I mean there's the horrendous chemical and biological attacks on civilians and soldiers and of course, you know, the infamous rape and pillage of Nanjing.

But the Japanese are not taught this history, it's just simply not part of their curriculum.

MARK COLVIN: It's completely unlike, in that sense, it's completely unlike Germany, which around the 60s and 70s totally revamped its education system so that everybody would know about the Holocaust.

MATTHEW CARNEY: Absolutely, and when you go the step further and you talk to Japanese about it they act surprised that the Chinese have this intensity of feeling, some of them are really dumbstruck by it.

They just have no idea, it is quite surprising.

MARK COLVIN: But you just mentioned that in what they call Manchukuo, there were these horrible chemical experiments for instance and there were atrocities that really have been covered up in Japan.

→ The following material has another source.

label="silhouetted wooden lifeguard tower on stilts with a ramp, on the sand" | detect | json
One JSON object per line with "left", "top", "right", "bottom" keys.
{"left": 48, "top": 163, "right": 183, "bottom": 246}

MATTHEW CARNEY: There have been and you just have to look at Unit 731.

I mean these were absolutely horrendous - the biological warfare, spreading the bubonic plague on entire villages of a 100,000, the live human experimentations, are really on a scale that is not known.

And of course what happened at the Tokyo tribunals is that the Americans cut a deal here and said, give us your research and you'll get clemency which happened because the Americans wanted to use that research.

So it was further buried; it really hasn't been dealt with, this past at all in this country.

MARK COLVIN: But it does keep coming up over the long period that I've been doing this program.

I have the impression that it comes up every now and then and usually the way it comes up is through somebody in Japan denying that one of these things happened, or of course a prime minister going to the Yasukuni Shrine, where among other people, some war criminals are buried.

MATTHEW CARNEY: Yeah, absolutely and prime minister Shinzo Abe has been a very central part of this.

He spent the last two years really questioning and in fact ordering reviews of, you know, did the Japanese Imperial Army use comfort women? Were they forced?

Did the rape and pillage of Nanjing ever happen? And it seems he's serving his far-right audience here which some people say he's very much a part of.

And the irony here is that the further we move away, 70 years from World War II, the more it defines the relationships between China, Japan and South Korea and prime minister Abe seems intent on really picking those sores open and many people say it's really a lose-lose situation here because they're just going to antagonise South Korea and China.

MARK COLVIN: Thank you very much Matthew, and of course all that taking place against the backdrop of China's increasing militarisation in the area.